The main limitation of the trial was the selection of balloon angioplasty as the comparator, said Colleran, who pointed out that it’s not the standard of care seeing as about 85% of in-stent restenosis cases in the US are treated with repeat stenting. During his presentation, Yeh explained that that choice was “driven by clinical, regulatory, and practical reasons” to enable the trial to get done, as well as the fact that so many of the patients enrolled already had multiple layers of stents, which would make many clinicians hesitant about pursuing additional stenting.
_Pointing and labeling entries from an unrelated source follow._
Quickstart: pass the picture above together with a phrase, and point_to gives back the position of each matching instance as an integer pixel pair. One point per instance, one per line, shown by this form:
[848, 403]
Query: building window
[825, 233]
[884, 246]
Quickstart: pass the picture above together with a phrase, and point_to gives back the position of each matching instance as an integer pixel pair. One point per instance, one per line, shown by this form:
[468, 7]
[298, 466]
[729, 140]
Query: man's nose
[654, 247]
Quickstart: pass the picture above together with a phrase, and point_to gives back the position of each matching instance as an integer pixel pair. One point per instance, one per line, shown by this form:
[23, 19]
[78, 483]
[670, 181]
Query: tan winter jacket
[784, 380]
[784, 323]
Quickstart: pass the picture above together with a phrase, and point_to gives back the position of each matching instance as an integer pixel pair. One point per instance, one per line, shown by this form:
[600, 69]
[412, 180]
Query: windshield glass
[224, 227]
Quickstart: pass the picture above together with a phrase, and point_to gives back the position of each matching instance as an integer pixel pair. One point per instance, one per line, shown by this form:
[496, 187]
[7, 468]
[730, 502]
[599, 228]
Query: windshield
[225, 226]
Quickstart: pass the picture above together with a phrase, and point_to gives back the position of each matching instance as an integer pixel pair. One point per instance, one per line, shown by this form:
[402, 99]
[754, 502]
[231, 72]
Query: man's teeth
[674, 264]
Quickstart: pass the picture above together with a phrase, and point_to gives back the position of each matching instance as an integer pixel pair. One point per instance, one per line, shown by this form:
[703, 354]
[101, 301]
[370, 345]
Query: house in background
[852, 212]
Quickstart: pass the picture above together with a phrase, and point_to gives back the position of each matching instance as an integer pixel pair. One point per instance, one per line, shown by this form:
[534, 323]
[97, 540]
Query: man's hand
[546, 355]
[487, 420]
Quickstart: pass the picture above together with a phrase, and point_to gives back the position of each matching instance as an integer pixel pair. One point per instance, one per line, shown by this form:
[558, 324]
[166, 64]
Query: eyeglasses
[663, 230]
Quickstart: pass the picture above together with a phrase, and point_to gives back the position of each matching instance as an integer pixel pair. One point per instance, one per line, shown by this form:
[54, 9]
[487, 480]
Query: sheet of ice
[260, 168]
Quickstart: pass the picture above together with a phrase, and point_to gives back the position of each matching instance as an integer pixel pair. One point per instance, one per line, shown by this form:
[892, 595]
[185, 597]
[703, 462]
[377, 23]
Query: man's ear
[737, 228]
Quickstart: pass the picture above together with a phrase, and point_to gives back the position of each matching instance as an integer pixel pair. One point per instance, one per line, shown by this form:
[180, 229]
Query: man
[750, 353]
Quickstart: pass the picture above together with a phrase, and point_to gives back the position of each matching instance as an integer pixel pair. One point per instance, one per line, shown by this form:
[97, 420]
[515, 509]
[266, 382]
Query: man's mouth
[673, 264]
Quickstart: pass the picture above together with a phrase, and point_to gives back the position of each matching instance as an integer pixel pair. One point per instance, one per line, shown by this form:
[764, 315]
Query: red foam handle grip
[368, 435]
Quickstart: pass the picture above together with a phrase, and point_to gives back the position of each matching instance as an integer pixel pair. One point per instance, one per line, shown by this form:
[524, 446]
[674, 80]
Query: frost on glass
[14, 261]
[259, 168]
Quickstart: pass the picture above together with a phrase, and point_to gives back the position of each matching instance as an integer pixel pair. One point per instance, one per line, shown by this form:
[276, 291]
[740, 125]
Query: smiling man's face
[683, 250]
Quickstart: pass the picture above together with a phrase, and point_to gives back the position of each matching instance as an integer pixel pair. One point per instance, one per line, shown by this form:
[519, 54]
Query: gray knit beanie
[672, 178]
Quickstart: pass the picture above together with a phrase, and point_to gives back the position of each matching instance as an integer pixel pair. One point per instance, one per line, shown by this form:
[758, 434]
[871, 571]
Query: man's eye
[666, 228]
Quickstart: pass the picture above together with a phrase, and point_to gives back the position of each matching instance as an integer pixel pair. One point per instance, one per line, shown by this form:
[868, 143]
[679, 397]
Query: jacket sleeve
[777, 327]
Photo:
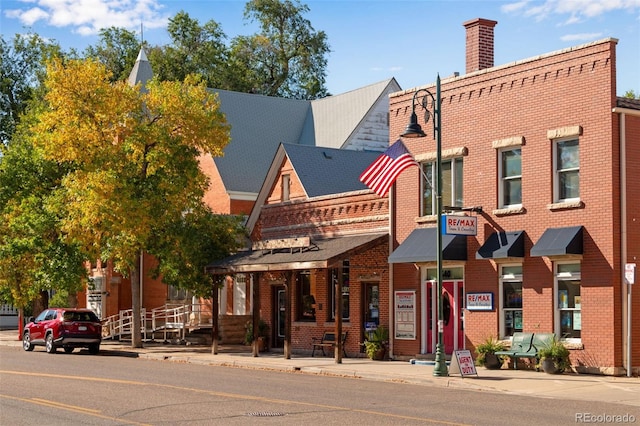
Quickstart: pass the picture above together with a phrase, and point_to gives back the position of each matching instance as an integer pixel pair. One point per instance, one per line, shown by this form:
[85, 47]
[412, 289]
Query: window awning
[322, 254]
[559, 242]
[420, 247]
[502, 245]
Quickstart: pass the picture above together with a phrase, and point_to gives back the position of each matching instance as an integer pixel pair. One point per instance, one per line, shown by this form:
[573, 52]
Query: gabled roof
[327, 171]
[141, 71]
[260, 123]
[321, 171]
[335, 118]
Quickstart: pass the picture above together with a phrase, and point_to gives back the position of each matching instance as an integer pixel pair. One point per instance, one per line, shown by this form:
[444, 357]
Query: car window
[80, 316]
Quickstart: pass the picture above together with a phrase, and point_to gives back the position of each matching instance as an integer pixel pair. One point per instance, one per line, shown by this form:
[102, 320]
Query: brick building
[545, 157]
[319, 235]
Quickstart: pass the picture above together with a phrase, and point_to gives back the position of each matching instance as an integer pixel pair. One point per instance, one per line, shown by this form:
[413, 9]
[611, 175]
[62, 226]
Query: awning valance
[502, 245]
[322, 254]
[420, 247]
[559, 242]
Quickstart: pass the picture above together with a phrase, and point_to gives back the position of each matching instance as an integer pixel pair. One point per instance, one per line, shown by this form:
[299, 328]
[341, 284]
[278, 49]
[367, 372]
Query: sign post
[462, 363]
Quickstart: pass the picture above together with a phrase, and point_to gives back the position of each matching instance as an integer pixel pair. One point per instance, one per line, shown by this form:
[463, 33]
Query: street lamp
[414, 130]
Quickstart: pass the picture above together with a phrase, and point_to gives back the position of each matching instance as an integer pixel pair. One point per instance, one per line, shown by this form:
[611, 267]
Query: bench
[526, 345]
[328, 340]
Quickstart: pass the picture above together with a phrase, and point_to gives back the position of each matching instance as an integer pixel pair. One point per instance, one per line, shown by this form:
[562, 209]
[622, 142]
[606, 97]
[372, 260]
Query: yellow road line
[233, 396]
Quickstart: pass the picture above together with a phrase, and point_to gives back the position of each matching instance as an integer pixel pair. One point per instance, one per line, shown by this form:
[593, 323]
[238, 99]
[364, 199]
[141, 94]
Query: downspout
[626, 301]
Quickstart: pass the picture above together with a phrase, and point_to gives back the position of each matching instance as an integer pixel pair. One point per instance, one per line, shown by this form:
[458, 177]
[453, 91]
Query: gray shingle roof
[326, 171]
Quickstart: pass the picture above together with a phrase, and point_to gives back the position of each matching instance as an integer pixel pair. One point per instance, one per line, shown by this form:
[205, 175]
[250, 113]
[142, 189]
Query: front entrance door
[280, 311]
[371, 311]
[452, 315]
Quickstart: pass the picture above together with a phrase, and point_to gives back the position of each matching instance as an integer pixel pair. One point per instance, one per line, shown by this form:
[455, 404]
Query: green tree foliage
[22, 65]
[117, 50]
[34, 254]
[135, 155]
[195, 49]
[187, 245]
[286, 59]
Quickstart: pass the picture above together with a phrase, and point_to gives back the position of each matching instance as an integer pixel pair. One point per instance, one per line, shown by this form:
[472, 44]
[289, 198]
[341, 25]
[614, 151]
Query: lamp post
[414, 130]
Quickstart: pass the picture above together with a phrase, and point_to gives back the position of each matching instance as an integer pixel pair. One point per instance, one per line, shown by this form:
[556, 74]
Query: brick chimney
[479, 44]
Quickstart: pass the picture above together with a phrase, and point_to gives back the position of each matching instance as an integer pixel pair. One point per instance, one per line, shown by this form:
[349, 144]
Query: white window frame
[503, 179]
[503, 277]
[557, 172]
[565, 276]
[456, 163]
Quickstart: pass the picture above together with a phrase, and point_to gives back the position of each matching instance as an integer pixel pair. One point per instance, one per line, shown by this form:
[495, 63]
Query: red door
[453, 326]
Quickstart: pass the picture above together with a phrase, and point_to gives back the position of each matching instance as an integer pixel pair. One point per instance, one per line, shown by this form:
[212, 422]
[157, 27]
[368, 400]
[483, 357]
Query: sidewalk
[622, 390]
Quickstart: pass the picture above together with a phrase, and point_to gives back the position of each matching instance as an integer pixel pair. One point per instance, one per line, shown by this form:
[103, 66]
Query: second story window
[510, 171]
[451, 185]
[566, 170]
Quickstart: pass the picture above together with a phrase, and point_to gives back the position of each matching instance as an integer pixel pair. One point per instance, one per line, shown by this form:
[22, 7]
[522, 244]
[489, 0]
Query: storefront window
[306, 300]
[345, 290]
[511, 299]
[569, 315]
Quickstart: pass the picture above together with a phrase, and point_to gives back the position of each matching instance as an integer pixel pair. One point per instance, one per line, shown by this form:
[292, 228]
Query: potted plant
[554, 358]
[262, 337]
[376, 345]
[486, 353]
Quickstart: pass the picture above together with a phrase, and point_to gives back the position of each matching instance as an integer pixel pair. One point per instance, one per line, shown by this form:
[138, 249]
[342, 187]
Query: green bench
[526, 345]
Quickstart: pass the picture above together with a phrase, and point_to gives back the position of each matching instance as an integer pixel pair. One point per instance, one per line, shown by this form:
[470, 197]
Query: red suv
[65, 328]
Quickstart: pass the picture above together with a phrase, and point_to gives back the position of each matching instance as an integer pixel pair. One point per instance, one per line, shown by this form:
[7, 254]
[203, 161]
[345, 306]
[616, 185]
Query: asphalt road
[115, 388]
“In any event,” Colleran said, “I think the implications are clear: this trial should provide a basis for regulatory approval of this drug-coated balloon for treatment of in-stent restenosis in the US and finally provide this as an available treatment option for such patients.”

At the press conference, a panel discussion indicated that the availability of a coronary DCB in the US would make a big impact.

John Messenger, MD (University of Colorado School of Medicine, Aurora), noted that the 1-year rate of MI in this population is “staggeringly high,” calling the relative 50% reduction in target-vessel MI observed in AGENT IDE “incredible.”

If the Agent DCB is approved by the FDA, he said, “this really would offer patients in the United States the opportunity to have definitive therapy up front, [which] I think really is going to be fantastic for patients and for reducing costs and improving care.”

“This is a real game changer,” Wilson predicted. “For 25 years, we’ve been trying to peel back this restenosis problem, and I think now we can see light at the end of the tunnel, so this is really terrific work.”